Mais les pays concernés ont fait appel à l’OMC, affirmant que l’interdiction américaine constituait une barrière commerciale. L’OMC, qui avait statué en faveur des États-Unis dans la querelle du sucre mexicain, s’est cette fois-ci prononcée contre les États-Unis, qui ont dû abandonner leur exigence. Les manifestants écologistes de Seattle ont porté les costumes de tortue pour exprimer leur opinion selon laquelle les lois locales sur l’environnement devraient l’emporter sur le droit commercial international. De même, dans les décisions sur le sucre, l’OMC a jugé que les efforts du Mexique pour protéger son industrie sucrière nationale contre les incursions du sirop de maïs à haute teneur en fructose importé étaient des barrières commerciales. Cela va dans les deux sens.
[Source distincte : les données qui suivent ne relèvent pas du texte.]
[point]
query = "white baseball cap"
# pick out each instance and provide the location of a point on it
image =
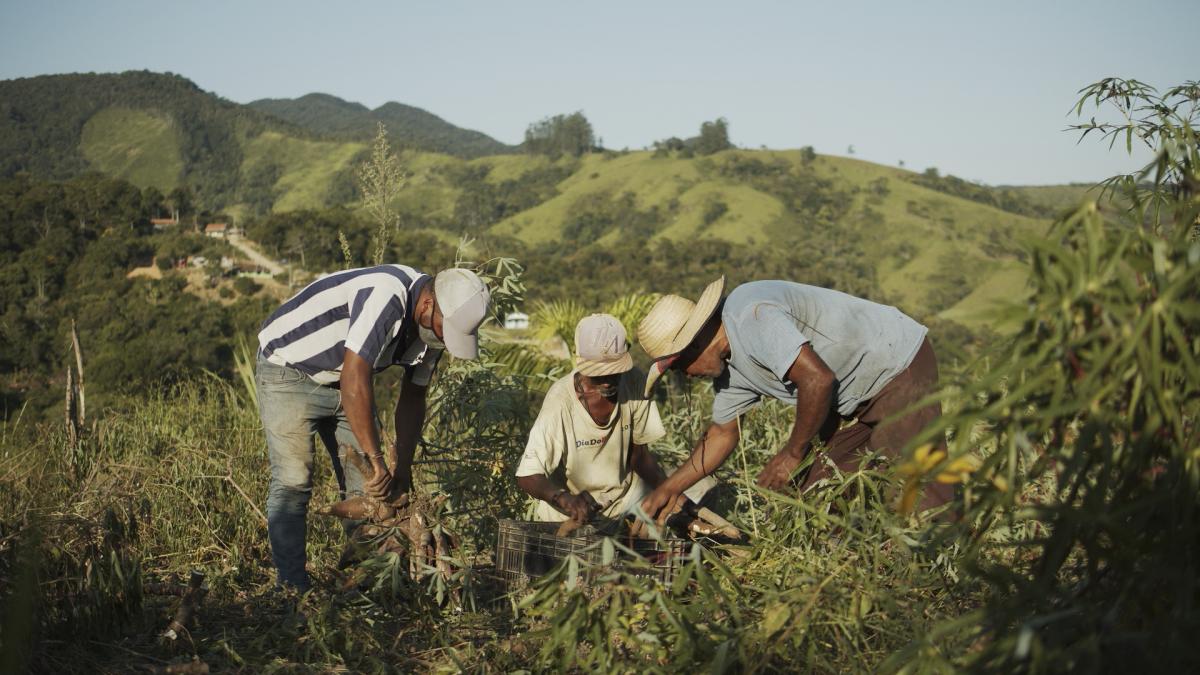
(462, 298)
(600, 346)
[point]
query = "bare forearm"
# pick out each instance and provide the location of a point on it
(713, 448)
(647, 467)
(409, 420)
(814, 400)
(358, 402)
(539, 487)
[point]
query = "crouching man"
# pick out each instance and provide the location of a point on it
(318, 354)
(587, 453)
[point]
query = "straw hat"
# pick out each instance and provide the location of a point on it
(672, 323)
(600, 346)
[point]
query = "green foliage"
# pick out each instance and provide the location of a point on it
(381, 179)
(561, 135)
(1087, 424)
(714, 137)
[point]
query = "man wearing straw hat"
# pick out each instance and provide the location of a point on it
(587, 452)
(834, 356)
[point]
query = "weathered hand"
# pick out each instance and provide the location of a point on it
(379, 485)
(778, 472)
(661, 503)
(577, 507)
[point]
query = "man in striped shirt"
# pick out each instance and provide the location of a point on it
(317, 358)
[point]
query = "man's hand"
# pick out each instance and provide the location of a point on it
(778, 472)
(379, 485)
(577, 507)
(663, 502)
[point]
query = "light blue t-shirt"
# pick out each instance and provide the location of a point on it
(767, 322)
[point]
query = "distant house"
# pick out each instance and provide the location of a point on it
(251, 270)
(516, 321)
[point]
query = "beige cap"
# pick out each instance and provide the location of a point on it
(463, 299)
(600, 346)
(672, 323)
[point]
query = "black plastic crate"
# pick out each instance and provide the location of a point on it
(527, 549)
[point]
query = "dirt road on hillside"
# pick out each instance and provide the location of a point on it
(251, 252)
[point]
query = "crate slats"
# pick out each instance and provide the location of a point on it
(526, 550)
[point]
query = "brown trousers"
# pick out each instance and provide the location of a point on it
(846, 444)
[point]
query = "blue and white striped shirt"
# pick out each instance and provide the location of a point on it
(367, 310)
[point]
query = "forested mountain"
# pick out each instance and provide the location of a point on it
(407, 126)
(156, 129)
(939, 245)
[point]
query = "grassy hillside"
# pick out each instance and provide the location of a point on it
(929, 250)
(407, 125)
(137, 145)
(935, 245)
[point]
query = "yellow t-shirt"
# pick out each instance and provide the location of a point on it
(570, 448)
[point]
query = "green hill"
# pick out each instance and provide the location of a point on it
(936, 245)
(407, 126)
(154, 129)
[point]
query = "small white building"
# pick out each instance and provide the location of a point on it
(516, 321)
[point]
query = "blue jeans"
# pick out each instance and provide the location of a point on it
(293, 408)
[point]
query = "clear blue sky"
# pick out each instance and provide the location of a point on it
(977, 89)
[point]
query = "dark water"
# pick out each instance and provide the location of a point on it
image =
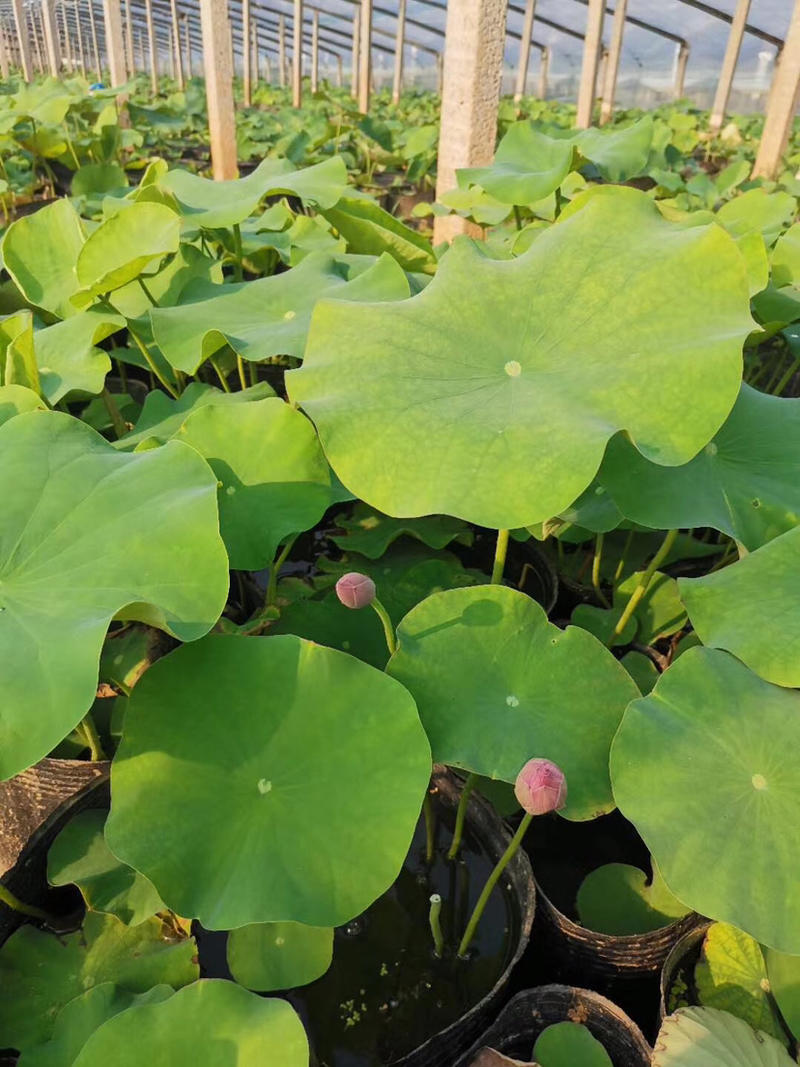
(385, 992)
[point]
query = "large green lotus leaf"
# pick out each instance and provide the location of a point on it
(705, 768)
(16, 399)
(253, 815)
(618, 154)
(67, 354)
(124, 245)
(86, 531)
(369, 532)
(273, 479)
(757, 211)
(750, 608)
(40, 252)
(744, 482)
(732, 975)
(496, 684)
(491, 398)
(568, 1045)
(707, 1037)
(784, 983)
(80, 855)
(528, 165)
(268, 956)
(162, 416)
(370, 231)
(617, 898)
(41, 972)
(270, 316)
(80, 1018)
(210, 1023)
(213, 205)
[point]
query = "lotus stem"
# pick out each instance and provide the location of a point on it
(499, 563)
(491, 882)
(466, 792)
(433, 919)
(642, 585)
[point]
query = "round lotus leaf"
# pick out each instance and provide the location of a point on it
(707, 1037)
(750, 608)
(80, 856)
(273, 479)
(744, 482)
(491, 396)
(210, 1023)
(80, 1018)
(41, 972)
(706, 769)
(88, 534)
(278, 809)
(497, 684)
(267, 956)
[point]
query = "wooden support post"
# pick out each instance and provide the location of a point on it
(473, 73)
(297, 56)
(365, 57)
(246, 67)
(282, 51)
(683, 59)
(522, 69)
(612, 63)
(52, 46)
(218, 59)
(592, 46)
(25, 46)
(354, 56)
(176, 43)
(544, 68)
(114, 44)
(95, 43)
(397, 83)
(782, 104)
(153, 50)
(729, 66)
(315, 51)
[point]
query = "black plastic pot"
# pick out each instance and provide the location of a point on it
(529, 1013)
(34, 808)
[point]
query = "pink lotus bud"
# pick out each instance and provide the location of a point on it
(541, 786)
(355, 589)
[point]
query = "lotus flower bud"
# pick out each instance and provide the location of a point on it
(355, 590)
(541, 787)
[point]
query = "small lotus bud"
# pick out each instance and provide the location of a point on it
(355, 590)
(541, 787)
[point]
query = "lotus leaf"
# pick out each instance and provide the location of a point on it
(41, 972)
(270, 316)
(705, 769)
(750, 608)
(86, 532)
(80, 855)
(274, 830)
(424, 408)
(268, 956)
(707, 1037)
(497, 684)
(744, 482)
(210, 1023)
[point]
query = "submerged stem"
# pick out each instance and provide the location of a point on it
(466, 792)
(491, 882)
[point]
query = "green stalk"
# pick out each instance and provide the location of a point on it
(466, 792)
(643, 583)
(500, 551)
(491, 882)
(388, 630)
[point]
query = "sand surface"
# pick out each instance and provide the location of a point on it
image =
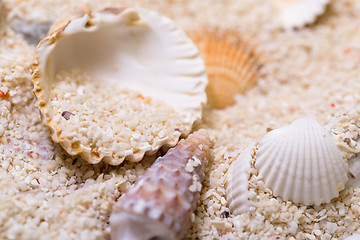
(313, 71)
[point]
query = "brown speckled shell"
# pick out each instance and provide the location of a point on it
(164, 187)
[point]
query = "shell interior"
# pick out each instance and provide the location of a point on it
(298, 13)
(135, 49)
(302, 163)
(232, 65)
(238, 182)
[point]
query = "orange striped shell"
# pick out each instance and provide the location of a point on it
(232, 65)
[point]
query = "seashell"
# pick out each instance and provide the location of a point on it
(238, 181)
(232, 65)
(30, 149)
(133, 55)
(354, 172)
(354, 236)
(2, 20)
(301, 162)
(162, 200)
(298, 13)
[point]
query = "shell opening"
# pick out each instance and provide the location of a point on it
(130, 226)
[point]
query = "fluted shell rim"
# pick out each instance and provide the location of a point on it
(56, 32)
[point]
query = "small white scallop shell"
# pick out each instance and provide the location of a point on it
(238, 182)
(300, 162)
(298, 13)
(354, 172)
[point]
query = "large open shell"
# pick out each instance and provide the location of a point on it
(136, 49)
(302, 163)
(160, 204)
(238, 181)
(232, 65)
(2, 20)
(298, 13)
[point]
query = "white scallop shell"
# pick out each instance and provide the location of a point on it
(133, 48)
(354, 172)
(355, 236)
(238, 182)
(298, 13)
(300, 162)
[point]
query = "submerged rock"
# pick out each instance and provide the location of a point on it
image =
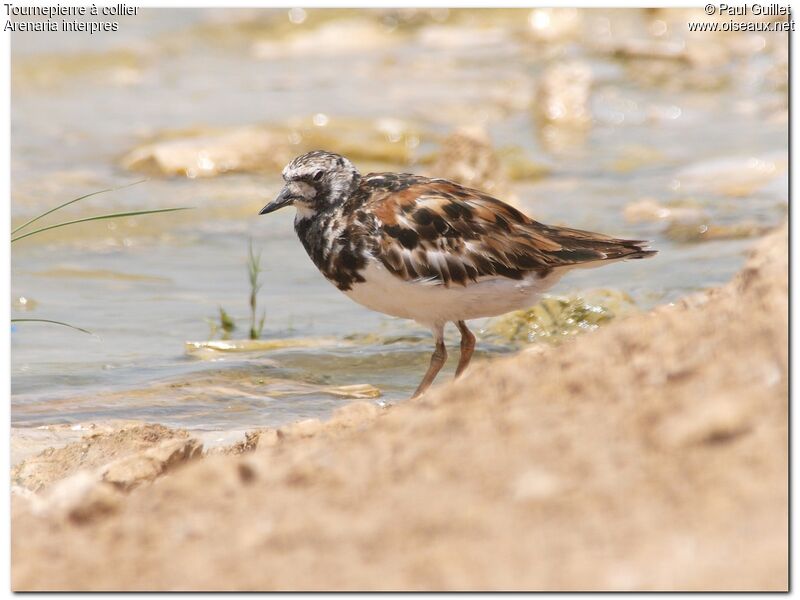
(554, 318)
(467, 157)
(732, 176)
(93, 452)
(704, 231)
(563, 94)
(209, 154)
(267, 148)
(212, 348)
(651, 210)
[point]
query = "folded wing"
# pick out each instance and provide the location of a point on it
(439, 231)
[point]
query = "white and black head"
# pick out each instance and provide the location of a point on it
(315, 181)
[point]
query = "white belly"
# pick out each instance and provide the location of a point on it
(432, 304)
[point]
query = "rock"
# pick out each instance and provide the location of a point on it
(79, 498)
(95, 448)
(355, 414)
(210, 154)
(304, 428)
(706, 421)
(563, 94)
(734, 176)
(704, 231)
(340, 37)
(467, 157)
(536, 484)
(650, 210)
(548, 25)
(267, 148)
(133, 470)
(555, 318)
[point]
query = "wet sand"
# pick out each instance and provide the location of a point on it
(648, 455)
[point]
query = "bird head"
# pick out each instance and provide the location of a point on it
(315, 181)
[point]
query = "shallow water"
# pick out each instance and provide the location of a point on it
(146, 286)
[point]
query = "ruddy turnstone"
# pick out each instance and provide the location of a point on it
(431, 250)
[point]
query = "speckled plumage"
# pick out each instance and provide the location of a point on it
(430, 249)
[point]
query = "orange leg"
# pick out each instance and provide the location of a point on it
(438, 359)
(467, 347)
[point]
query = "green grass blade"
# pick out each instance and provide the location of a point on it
(97, 218)
(60, 206)
(49, 321)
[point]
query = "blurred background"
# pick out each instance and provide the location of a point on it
(618, 121)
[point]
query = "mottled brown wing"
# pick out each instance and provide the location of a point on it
(439, 231)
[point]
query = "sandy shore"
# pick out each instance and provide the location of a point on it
(649, 455)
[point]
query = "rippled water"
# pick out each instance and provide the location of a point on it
(146, 286)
« International contre local – c’est une question énorme », dit Liepold. « À mesure que vous développez une économie mondiale, les désirs locaux cessent d’avoir autant d’impact. Lorsque vous commencez à avoir un produit qui est envoyé dans le monde entier, l’usine locale de la communauté n’a aucun contrôle sur ce qu’elle fait. »

Mais les aficionados du Coke mexicain aux États-Unis peuvent contrôler ce qu’ils boivent, et ils s’en tiennent à la bouteille en verre de la substance qui est hecho en México.

L’exposition permanente « American Enterprise » a ouvert le 1er juillet au Musée national d’histoire américaine du Smithsonian à Washington, D.C. et retrace le développement des États-Unis d’une petite nation agricole dépendante à l’une des plus grandes économies du monde.